Third-Party Tools

• GeneTree
  GeneTree estimates mutation, migration and growth rates, and ancestral inference such as the time to the most recent common ancestor of a sample of DNA sequences.
• Genotype graphing tool
  Contributed by Mr. Yechiel Lamash (email: hilik@tx.technion.ac.il)
  This MatLab code takes a PharmGKB genotype excel file and plots genotype vs. PharmGKB ID. Documentation
• Godzilla
  A pipeline for real-time comparative analysis of the human and mouse genomes. Given either a FASTA sequence or the RefSeq gene name, Godzilla's zBrowser will respond with a VISTA graph of the human-mouse comparison.
• Goodness-of-fit for a Locus Showing Departure from Hardy-Weinberg Equilibrium
  This tool inputs the genotype counts in affected cases and unaffected controls that show a departure from HWE and outputs the best-fit disease model to the observed data.
• HAPLO
  The HAPLO, HAPLO/PERMUTE, and related programs estimate frequencies of multi-site haplotypes using the EM algorithm.
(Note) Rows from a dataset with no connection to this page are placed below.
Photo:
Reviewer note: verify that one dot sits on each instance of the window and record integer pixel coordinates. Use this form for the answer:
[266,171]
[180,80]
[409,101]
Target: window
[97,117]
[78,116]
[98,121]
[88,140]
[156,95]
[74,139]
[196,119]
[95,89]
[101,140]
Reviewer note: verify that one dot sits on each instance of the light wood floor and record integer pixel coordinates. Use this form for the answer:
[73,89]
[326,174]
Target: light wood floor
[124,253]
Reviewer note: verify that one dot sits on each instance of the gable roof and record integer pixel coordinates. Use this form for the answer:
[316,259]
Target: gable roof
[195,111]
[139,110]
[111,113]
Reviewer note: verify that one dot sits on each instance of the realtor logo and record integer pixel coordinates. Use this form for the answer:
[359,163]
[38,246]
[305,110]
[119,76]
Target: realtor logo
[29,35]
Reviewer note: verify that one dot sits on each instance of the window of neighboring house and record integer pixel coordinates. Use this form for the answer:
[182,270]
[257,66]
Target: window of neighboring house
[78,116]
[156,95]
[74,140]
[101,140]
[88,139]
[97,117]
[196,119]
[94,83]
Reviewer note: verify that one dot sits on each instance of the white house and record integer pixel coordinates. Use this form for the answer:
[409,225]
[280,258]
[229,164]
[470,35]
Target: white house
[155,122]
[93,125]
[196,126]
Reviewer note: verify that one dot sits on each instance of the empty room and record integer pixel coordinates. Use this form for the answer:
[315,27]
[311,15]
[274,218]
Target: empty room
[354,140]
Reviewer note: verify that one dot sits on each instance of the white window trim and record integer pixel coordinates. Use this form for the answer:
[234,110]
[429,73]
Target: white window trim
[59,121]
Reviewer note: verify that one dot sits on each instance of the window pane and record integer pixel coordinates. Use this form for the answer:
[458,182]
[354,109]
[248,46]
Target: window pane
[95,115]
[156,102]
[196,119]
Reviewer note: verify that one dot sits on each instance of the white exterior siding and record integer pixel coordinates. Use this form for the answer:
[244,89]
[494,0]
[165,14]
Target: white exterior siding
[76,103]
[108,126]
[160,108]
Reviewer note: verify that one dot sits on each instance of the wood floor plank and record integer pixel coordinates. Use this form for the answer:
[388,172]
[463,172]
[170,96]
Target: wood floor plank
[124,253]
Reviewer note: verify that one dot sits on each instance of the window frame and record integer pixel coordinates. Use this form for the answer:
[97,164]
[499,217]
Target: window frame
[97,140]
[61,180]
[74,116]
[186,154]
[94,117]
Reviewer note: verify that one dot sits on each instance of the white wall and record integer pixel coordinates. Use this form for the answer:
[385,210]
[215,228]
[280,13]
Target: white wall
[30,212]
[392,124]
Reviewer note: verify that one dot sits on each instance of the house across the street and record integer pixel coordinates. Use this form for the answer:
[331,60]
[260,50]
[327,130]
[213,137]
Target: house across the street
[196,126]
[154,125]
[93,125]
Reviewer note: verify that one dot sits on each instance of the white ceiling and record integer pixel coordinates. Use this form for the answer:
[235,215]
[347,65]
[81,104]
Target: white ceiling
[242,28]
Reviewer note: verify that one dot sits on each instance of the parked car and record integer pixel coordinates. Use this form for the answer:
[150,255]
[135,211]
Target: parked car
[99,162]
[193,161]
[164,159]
Written in VAX Fortran for DEC VAX systems running VMS 6.2.
• MAXDIP
  Maxdip is an application to estimate a reciprocal recombination (cross-over) rate parameter (rho) and a gene conversion rate parameter (f) from population variation data.
• Paralleled DHSMAP Software This is an enhanced version of DHSMAP designed for high performance computers and computer clusters.
• PHASE
  PHASE is a program for reconstructing haplotypes.
• PolyPhred
  PolyPhred is a program that compares fluorescence-based sequences across traces obtained from different individuals to identify heterozygous sites for single nucleotide substitutions. PolyPhred identifies potential heterozygotes using the base calls and peak information provided by Phred, Phrap and Consed. PolyPhred identifies potential heterozygotes using the base calls and peak information provided by Phred and the sequence alignments provided by Phrap. PolyPhred documentation and tutorial are available online.
• PromoLign
  PromoLign provides graphical presentation for SNPs and transcription factor binding sites in the promoter region of genes in the context of human-mouse orthologous sequence alignment. It is designed to help identify potential regulatory motifs in the upstream sequence of a gene and to evaluate the function of SNPs in this region.
• RECSLIDER
  RECSLIDER is a program that calculates the population recombination (cross-over) rate parameter rho (4Nr) per bp from population variation data over a "sliding window".
• SPLOSH
  This S-plus code computes estimates of the false discovery rate (FDR) at each p value in a large set of p values resulted from testing a large number of statistical hypotheses. It can be used to conduct FDR-based error assessment for statistical inference in genome-wide studies where a large number of hypotheses are tested, such as microarray gene differential expressions, trait-marker association analysis using large number of SNPs or SNP microarrays, and genotype-phenotype association analysis involving a large number of loci or phenotypes.
• Statistical Explanation for Positional Cloning - stepc
  Stepc is an implementation of the method discussed in the paper "A Statistical Method for Identification of Polymorphisms that Explain a Linkage Result" (2002) American Journal of Human Genetics70:399-411.
• TAMAL
  Open source tool to select single nucleotide polymorphisms (SNPs) for genotyping based on haplotype tag and SNPs with several different predicted functions.